Self-supervised learning through the eyes of a child
This work addresses a fundamental question in cognitive development for researchers, but it is incremental as it builds on existing self-supervised methods and datasets.
The paper tackled the problem of how much early visual knowledge in children can be learned from sensory data using generic mechanisms versus innate biases, by applying self-supervised deep learning to longitudinal egocentric videos from three young children. The result showed the emergence of powerful, high-level visual representations from these developmentally realistic videos.

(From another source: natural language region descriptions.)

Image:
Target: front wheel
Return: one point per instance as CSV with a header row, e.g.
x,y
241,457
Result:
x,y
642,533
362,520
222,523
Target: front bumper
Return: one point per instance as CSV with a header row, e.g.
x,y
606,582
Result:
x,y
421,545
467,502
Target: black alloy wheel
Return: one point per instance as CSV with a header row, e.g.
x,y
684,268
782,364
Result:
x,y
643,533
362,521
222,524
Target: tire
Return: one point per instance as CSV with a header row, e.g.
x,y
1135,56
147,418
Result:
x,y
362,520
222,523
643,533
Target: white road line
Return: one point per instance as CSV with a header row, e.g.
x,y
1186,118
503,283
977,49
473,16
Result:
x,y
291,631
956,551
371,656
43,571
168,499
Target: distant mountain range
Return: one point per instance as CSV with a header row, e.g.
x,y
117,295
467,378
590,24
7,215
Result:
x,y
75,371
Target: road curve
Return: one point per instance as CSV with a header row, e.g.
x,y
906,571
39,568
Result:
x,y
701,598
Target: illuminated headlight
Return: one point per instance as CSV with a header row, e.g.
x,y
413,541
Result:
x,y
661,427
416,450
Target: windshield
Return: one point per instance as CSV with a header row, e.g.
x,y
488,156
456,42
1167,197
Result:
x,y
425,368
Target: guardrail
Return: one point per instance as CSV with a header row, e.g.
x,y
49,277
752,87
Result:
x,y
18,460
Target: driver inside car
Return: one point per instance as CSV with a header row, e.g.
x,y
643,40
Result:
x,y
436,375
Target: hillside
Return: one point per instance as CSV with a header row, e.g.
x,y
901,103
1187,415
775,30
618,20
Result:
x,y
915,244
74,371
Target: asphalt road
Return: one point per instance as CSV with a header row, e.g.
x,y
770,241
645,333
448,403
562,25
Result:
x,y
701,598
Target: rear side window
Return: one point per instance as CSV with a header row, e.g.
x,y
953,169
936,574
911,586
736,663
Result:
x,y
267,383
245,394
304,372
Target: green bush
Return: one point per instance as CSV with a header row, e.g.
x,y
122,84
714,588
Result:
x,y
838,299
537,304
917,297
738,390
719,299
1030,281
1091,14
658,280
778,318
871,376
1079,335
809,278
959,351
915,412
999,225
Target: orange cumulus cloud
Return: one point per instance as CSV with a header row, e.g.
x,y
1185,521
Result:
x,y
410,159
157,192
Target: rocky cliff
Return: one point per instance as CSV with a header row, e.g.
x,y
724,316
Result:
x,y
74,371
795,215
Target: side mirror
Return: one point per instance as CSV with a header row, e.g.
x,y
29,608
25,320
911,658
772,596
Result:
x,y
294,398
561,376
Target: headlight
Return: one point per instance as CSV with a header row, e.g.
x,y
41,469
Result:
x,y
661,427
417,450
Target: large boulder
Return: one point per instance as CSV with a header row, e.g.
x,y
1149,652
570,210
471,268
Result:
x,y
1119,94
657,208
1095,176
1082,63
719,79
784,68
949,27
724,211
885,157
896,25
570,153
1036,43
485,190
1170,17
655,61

Within months of birth, children develop meaningful expectations about the world around them. How much of this early knowledge can be explained through generic learning mechanisms applied to sensory data, and how much of it requires more substantive innate inductive biases? Addressing this fundamental question in its full generality is currently infeasible, but we can hope to make real progress in more narrowly defined domains, such as the development of high-level visual categories, thanks to improvements in data collecting technology and recent progress in deep learning. In this paper, our goal is precisely to achieve such progress by utilizing modern self-supervised deep learning methods and a recent longitudinal, egocentric video dataset recorded from the perspective of three young children (Sullivan et al., 2020). Our results demonstrate the emergence of powerful, high-level visual representations from developmentally realistic natural videos using generic self-supervised learning objectives.